Putting this development environment together is somewhat challenging. Fortunately, I've amassed most of the documentation, as well as the PowerMac 6500 running MPW under Mac OS 9. I also have an extensive hard drive image (courtesy of old pals online) that runs great in KEGS. What I don't have, is an Apple IIGS.


816_dip_small


Le Machine

I've ordered parts from eBay, and this is what my IIGS system is shaping up to be:

- ROM 03 logic board with "prototype" (341-0728/341-0749) buggy ROMs (I couldn't resist the rarity and I knew I could count on people to burn a set of "proper" ROMs if the bugs ever bit me)

- Woz Limited Edition case (not like that's hard to come by, but it adds flair, no?)

- CV Technologies RAM card with 4MB RAM, and a fully-populated Apple IIGS Memory Expansion Card piggybacked, for a total of 6MB, including the 1 meg on the logic board

- IIgs Turbo IDE Controller and 256M GS/OS formatted CF card from GSE-Reactive

- One 3.5" floppy drive

- NO AppleColor RGB monitor; CRTs are strictly forbidden in my office. Will start with composite signal to Dell 2405FPW composite input; Will eventually upgrade to horizontal scan doubler to get more accurate signal into the 2405FPW's SVGA port

- NO ADB keyboard and mouse; Using Belkin F1D080 ADB to PS/2 adapter, with roll-up plastic USB/PS2 keyboard and Microsoft optical Intellimouse


I'll photograph this setup as parts arrive. As it is, it will already run circles around my original IIGS, and if I can find an accelerator, I'll probably get that as well.
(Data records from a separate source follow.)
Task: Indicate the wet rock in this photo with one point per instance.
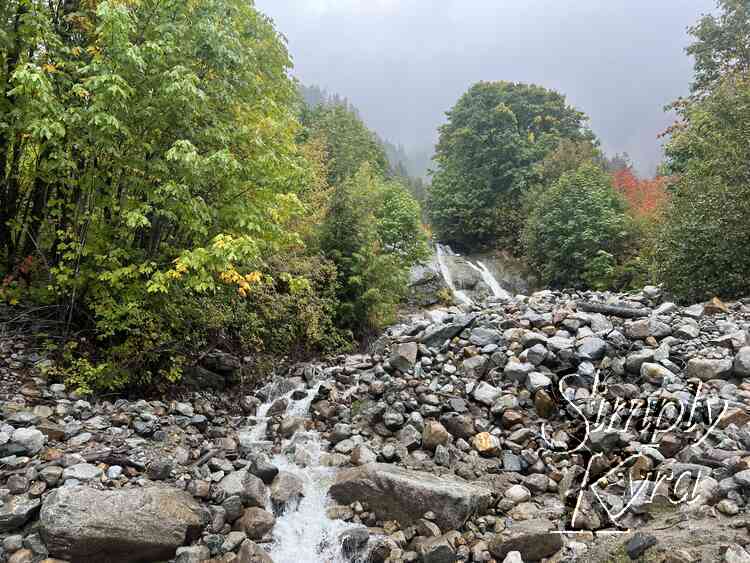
(434, 435)
(160, 469)
(82, 472)
(485, 393)
(251, 552)
(592, 348)
(286, 489)
(353, 542)
(639, 544)
(437, 550)
(741, 363)
(410, 437)
(249, 488)
(192, 554)
(157, 521)
(736, 554)
(706, 369)
(486, 444)
(15, 511)
(362, 455)
(255, 522)
(29, 440)
(404, 495)
(459, 425)
(475, 367)
(532, 539)
(404, 356)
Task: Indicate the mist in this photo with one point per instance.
(404, 63)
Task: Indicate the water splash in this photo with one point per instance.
(491, 281)
(303, 532)
(441, 252)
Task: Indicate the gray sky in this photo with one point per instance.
(403, 63)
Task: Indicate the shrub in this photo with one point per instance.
(577, 229)
(703, 246)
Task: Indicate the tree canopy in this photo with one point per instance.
(486, 157)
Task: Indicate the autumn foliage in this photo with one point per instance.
(645, 197)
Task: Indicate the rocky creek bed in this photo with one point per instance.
(522, 429)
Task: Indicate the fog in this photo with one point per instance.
(403, 63)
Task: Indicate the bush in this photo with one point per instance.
(372, 234)
(488, 156)
(703, 246)
(577, 230)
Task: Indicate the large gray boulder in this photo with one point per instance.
(742, 362)
(399, 494)
(129, 525)
(533, 539)
(707, 369)
(15, 511)
(435, 335)
(247, 486)
(404, 356)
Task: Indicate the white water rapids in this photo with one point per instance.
(303, 533)
(443, 251)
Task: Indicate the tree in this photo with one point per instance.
(722, 45)
(147, 162)
(645, 197)
(703, 247)
(349, 143)
(486, 155)
(372, 234)
(577, 229)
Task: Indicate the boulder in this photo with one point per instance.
(404, 356)
(434, 435)
(476, 366)
(247, 486)
(251, 552)
(706, 369)
(395, 493)
(15, 511)
(485, 393)
(532, 539)
(117, 526)
(286, 489)
(741, 364)
(255, 522)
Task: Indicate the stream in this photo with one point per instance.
(303, 531)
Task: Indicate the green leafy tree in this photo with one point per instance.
(486, 155)
(349, 143)
(577, 229)
(721, 46)
(372, 234)
(148, 166)
(703, 246)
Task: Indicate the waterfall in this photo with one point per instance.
(303, 532)
(441, 252)
(494, 285)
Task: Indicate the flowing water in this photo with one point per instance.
(441, 252)
(494, 285)
(303, 532)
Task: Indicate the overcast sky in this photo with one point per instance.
(403, 63)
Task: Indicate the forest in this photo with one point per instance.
(167, 187)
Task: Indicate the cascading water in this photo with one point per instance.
(303, 532)
(441, 252)
(494, 285)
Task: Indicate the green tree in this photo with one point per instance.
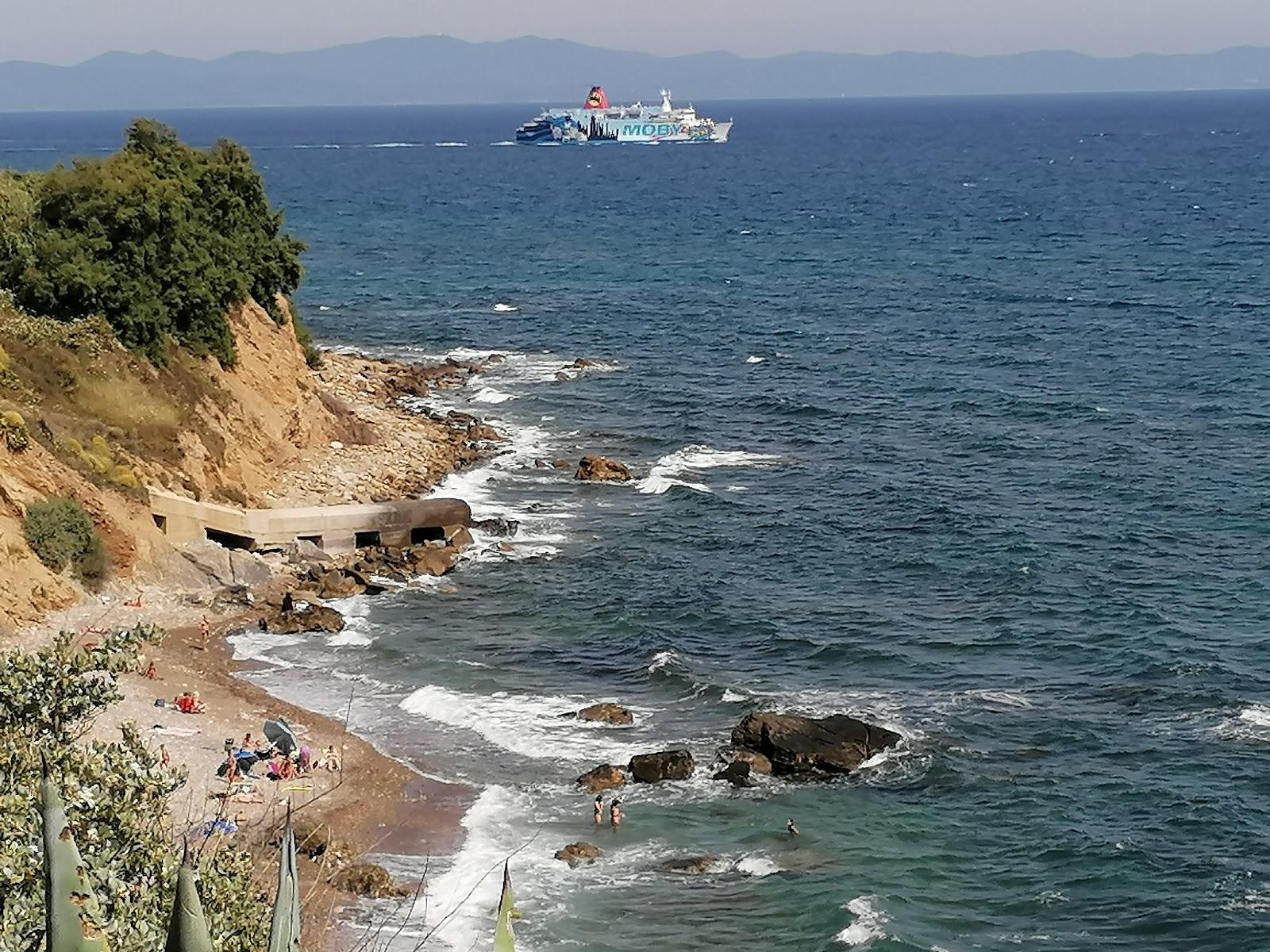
(116, 799)
(160, 239)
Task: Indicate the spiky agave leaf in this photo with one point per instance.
(187, 930)
(73, 919)
(285, 928)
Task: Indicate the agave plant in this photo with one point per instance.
(285, 930)
(187, 930)
(73, 920)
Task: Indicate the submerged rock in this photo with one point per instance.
(605, 712)
(737, 774)
(600, 469)
(601, 778)
(664, 766)
(812, 746)
(579, 854)
(310, 619)
(368, 880)
(690, 865)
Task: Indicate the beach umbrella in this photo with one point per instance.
(187, 930)
(281, 735)
(73, 920)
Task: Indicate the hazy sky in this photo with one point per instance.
(69, 31)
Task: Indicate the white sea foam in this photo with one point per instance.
(529, 725)
(461, 898)
(666, 473)
(1005, 698)
(869, 924)
(1250, 724)
(488, 395)
(254, 645)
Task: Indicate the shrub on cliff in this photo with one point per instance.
(160, 239)
(116, 801)
(61, 535)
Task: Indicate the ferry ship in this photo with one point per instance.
(600, 122)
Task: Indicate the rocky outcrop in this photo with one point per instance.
(296, 622)
(368, 880)
(600, 469)
(759, 763)
(579, 854)
(605, 712)
(737, 774)
(812, 746)
(690, 865)
(664, 766)
(601, 778)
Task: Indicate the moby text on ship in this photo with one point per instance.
(600, 122)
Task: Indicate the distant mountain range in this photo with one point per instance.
(448, 70)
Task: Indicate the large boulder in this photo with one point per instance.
(664, 766)
(737, 774)
(601, 778)
(368, 880)
(600, 469)
(812, 746)
(605, 712)
(311, 619)
(690, 865)
(579, 854)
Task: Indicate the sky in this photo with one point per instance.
(70, 31)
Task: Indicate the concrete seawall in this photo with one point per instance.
(334, 528)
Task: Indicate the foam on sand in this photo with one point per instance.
(529, 725)
(667, 473)
(869, 924)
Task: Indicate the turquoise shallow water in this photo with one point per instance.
(952, 416)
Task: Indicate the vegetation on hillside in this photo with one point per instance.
(61, 536)
(116, 800)
(159, 239)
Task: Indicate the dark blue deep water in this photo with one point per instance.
(949, 414)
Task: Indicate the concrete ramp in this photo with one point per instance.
(334, 528)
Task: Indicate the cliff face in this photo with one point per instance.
(105, 425)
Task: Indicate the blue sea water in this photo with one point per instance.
(949, 414)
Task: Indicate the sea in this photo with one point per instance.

(Fun fact: if you're a digg.com reader, you may recall the recent story about the Apple IIGS That Sold For $668.18. Well guess what, I'm the guy who bid $658.16 and got outbid, thus producing that price. It had a ZipGS, a Video Overlay Card, and even a Second Sight, for cryin out loud)

tbr1

Things I Don't Have, But Need

I don't have these books, because they're not readily available in PDF:

- IIGS Toolbox Reference Volumes 1-3

- GS/OS Reference

... every other IIGS reference of note, I have in book or PDF form, and probably have mostly read in the past couple of weeks.

My development toolchain is also incomplete, I need licenses and manuals for:

- ORCA/M IIGS

- ORCA/M for MPW

- APDA IIgs assembler/compilers for MPW

(fortunately Syndicomm sells all of this stuff pretty cheap, considering)


So the remainder is only a modest expense, and then we can get on with the actual development. I have a couple strong concept ideas that might actually serve a need within the year-2007 IIGS community, but we'll talk more about them later. First, I'm going to keep reading, playing with the emulators, and waiting for pieces to arrive. Every day I continue to be amazed at what I did not know about this machine. Bystanders are encouraged to contribute source code, game ideas (particularly for games that could run well under the Generic Tile Engine), or anything else for me to study in the next one or two weeks till I come up to full speed on this. I'm already able to write simple GS/OS applications with a toolbar and such, and I'm getting better every day, but every single thing I can read at this point, helps a ton.